いつか見る星
3words企画(@P_W_I_word)
「形勢逆転」「星」「屋上」

「何やってるの」

 まずい。
 あまりの窮地に綱吉の頭は思考活動を停止し、「どうしよう」と信号を発しただけで機能を失ってしまった。そろりと振り返った先に、給水塔から降り立った学ランが翻っている。とうとう脳みそは筋肉系統への指示すら放棄したようで(成績を下から数えた方が早い綱吉も、人体の動く仕組みに脳からの電気信号が必要だということくらいは辛うじて知識としていた)、ぎこちなく笑って見せるのがやっとだった。

「あ、えーと…これは、ですね、その」
「サボり?」
「、はい」

 出席すべき授業をサボタージュ、つまりそれは風紀を乱す行為と取ることもできるが、身構えた反面、あの鈍器が体にめり込むことはなかった。気付かれぬように吐息を吐き出した綱吉の隣で、雲雀は「ふーん」と、手すりに体を預ける。痛い思いをしなくて良かったと肩の力を抜いたが、これはこれでどうしたものかと、また違った緊張が背筋を抜けた。取り敢えず、背面へ向けていた首をこれまたぎこちのない動作で正面へ戻す。晩秋の昼の空は霞むように雲と青が溶け合ったいた。こんなことならば黙って数式を解いていれば良かったのかもしれない、呪うべくは刹那的に解放を求めた自分以外に何があろうか。冬の訪れを告げる風が、互いの肩の間を通り過ぎていった。風の音さえ孤立する程の沈黙。身動ぎすることすら躊躇われた。なぜって、隣に佇む風紀委員長がじっと綱吉へと視線を注いでいるからである。先刻までやや肌寒く感じていたのに、今はどうやら痛覚の神経すら切り離されてしまったようで、血液を送り出す心臓の荒れ狂った鼓動に全身を支配されていた。
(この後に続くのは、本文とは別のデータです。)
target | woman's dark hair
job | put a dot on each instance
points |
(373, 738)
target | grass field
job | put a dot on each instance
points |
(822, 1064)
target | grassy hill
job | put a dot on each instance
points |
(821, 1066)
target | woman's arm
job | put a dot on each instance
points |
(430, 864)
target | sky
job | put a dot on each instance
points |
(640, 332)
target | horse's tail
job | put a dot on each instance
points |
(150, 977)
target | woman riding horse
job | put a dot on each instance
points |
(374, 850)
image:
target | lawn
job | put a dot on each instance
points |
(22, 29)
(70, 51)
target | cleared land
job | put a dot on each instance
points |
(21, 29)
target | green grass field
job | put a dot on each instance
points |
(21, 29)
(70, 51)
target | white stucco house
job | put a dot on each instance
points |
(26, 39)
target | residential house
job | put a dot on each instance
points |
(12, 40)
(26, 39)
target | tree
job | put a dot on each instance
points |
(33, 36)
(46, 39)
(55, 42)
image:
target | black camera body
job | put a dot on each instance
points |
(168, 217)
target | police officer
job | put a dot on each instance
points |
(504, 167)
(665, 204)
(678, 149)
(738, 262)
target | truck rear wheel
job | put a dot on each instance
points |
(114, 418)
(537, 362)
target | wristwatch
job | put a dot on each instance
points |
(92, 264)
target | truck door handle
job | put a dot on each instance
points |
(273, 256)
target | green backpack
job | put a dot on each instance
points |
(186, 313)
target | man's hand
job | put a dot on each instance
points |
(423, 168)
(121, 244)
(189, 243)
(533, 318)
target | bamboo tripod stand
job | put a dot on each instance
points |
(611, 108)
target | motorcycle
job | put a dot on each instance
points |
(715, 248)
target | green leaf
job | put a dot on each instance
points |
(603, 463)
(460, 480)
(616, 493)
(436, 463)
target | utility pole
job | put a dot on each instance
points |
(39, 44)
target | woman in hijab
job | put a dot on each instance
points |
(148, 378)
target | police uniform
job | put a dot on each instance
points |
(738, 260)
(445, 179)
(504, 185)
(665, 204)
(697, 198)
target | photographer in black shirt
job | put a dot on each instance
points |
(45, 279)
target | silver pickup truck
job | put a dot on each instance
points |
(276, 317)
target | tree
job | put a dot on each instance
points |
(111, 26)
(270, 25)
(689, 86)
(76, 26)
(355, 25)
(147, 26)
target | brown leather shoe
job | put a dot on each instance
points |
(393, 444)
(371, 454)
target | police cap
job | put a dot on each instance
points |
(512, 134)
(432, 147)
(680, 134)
 学校という場所は、教養や体躯を育む機関であることは言わずもがなだが、そんなこと大人にならなければ痛感しない。義務のように押し込められたこの建物で、彼らが一番に身近へ感じるのは、ヒエラルキーという社会構造だ。残念ながら人間誰しも平等ではない。能力、人望、外見、様々な立地から階級は存在するけれど、概ね彼らが絶対としているのが、年長者と力のヒエラルキー。こればかりは逆らいようがなかった。そしてあろうことか雲雀はどちらも頂点へ君臨していたのである。

「沢田もサボったりするんだね」

 泣く子も黙る、とはまさにこのことで、並盛中学校の風紀は彼によって守られていた。乱そうなんて画策するならば、仕込みトンファーが飛んでくるからだ。勿論、それに値する行為でしか振るわれないけれど、振るわれないからこそ、教師ですら咎める機会を失っているわけで。些事に対しては口頭での注意喚起であったり、校内掃除などの軽度な処罰と取り決めているが、いつしか校舎では秩序を乱す者へは鉄拳制裁ならぬトンファー制裁なんだと噂が広まっていた。事実に反する話ではあるものの、この噂が功を為し、並盛生で風紀委員の目に付くような行為は自粛する風潮が強い。

「ひ、雲雀さんこそ…」
「ふふ、強く出るようになったね、沢田も」
「いっ、すみませんっ」
「いいよ、隣でぶるぶる震えられてるより全然」

 そんな中で、綱吉はよく風紀委員にお世話になることが多かった。もし、遅刻者というランク付けがあったとしたら、間違いなく上位に輝いているからである。登校時、定時になると門を締めるのは風紀委員の仕事だ。時間までに入れなかった者は、委員によって名簿に名を連ねられる。この一年で雲雀が一番名前を書いたのが、言わずもがな、沢田綱吉の名であった。「将軍の名前を貰っておいて随分と小動物然としているんだね」初めの朝、そんな言葉が降ってきたのは忘れられずにいる。その時分では、なりふり構わずトンファーが飛び出るものだと噂を信じ込んでいて、閉ざされた正門に立つ雲雀の姿を捉えた瞬間は、大袈裟でも死すら覚悟した程だ。その覚悟を裏切るか如くなんと今日までトンファーと対峙する機会はなかった。ああ、そうか、皆が怯えているのは、彼らが作り上げた幻影なのか、彼の存在がそんな物騒なものではないと理解し出したこのところでも、だけれど翻る学ランを認識すれば、心拍が乱れてしまうのはパブロフの犬の様なものだ。またなの、と呆れられる春が過ぎて、懲りないねと笑う夏、そして秋を迎える頃には、待ってたよ、と言われる様になってしまった。

「何の授業?」
「数学でした」
「君、数字に弱そうだもんね」

 屋上へ吹く風に浚われるみたく、雲雀は微笑を浮かべる。学内を支配する恐怖の象徴が、綱吉の中で人間となったのはこの微笑みを見た時からだった。初めて目にしたのはいつだか忘れてしまったが、恐らく朝の校門の前であろう。何かのきっかけでふっと、雲雀が笑ったのだ。そこから少しずつ、積もった雪が春先にゆっくりと溶解していく様に、臆病な綱吉が、雲雀との関係を築き出した。相変わらず、門の前での会合が多いし、未だ驚く程緊張はするけれど。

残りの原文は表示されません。